Die Klägerin beantragte mit Schriftsatz vom 23.6.2006 die Festsetzung der Kosten. In dem daraufhin am 28.8.2006 erlassenen Beschluss legte die Rechtspflegerin beim LG Rostock drei Gerichtsgebühren gemäß KV 1210 GKG zugrunde. Hiergegen legte der Beklagte Erinnerung ein. Zur Begründung führte er aus, dass vorliegend der Ermäßigungstatbestand des KV 1211 GKG einschlägig sei, weil das Verfahren durch Teil-Anerkenntnis und Klagerücknahme erledigt worden sei.
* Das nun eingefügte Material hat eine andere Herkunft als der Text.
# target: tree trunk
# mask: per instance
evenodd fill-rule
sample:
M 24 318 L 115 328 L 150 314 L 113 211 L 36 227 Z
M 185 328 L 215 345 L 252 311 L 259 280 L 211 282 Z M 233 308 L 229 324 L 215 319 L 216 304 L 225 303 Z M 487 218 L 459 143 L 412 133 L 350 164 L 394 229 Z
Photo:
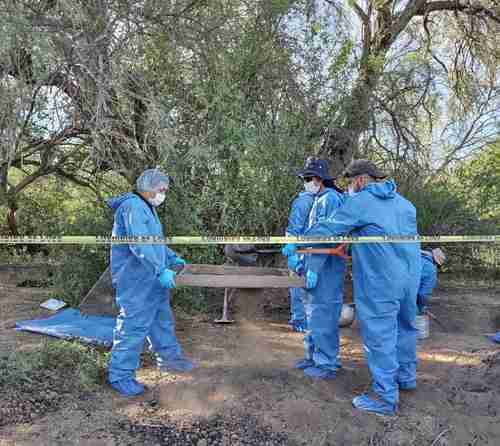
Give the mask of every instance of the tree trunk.
M 334 176 L 340 175 L 354 157 L 359 157 L 359 139 L 370 126 L 370 99 L 381 72 L 366 64 L 339 112 L 339 119 L 327 129 L 321 146 L 320 155 L 330 160 Z
M 13 236 L 17 237 L 19 235 L 19 230 L 17 227 L 16 213 L 17 213 L 17 206 L 15 204 L 10 204 L 9 212 L 7 213 L 7 225 L 9 227 L 10 233 Z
Das LG half der Erinnerung nach Anhörung des Bezirksrevisors bei dem LG Rostock mit Beschluss vom 17.10.2006 und ermäßigte die Gerichtsgebühren auf eine Gebühr, mithin auf 136 EUR.
Hiergegen richtet sich die Beschwerde des Bezirksrevisors beim LG Rostock vom 19.10.2006. Er ist der Auffassung, eine solche Ermäßigung entspräche nicht dem Willen des Gesetzgebers zum KV 1211 GKG. Unter Hinweis auf die Entscheidung des OLG Hamburg vom 4.5.2005 (Az. 8 W 91/05, OLGReport Hamburg 2005, 739 = MDR 2005, 1195) vertritt der Bezirksrevisor die Auffassung, eine Ermäßigung käme nur dann in Betracht, wenn das gesamte Verfahren durch ein Anerkenntnisurteil beendet werde, welches weder eines Tatbestandes noch der Entscheidungsgründe bedürfe. Allein die ausführliche Begründung im Schlussurteil vom 24.5.2006 zeige, dass das Verfahren gerade nicht mit der Klagerücknahme und dem Anerkenntnis Erledigung gefunden habe.
Das LG Rostock half der Beschwerde mit Beschluss vom 20.10.2006 nicht ab und legte die Sache dem OLG zur Entscheidung vor.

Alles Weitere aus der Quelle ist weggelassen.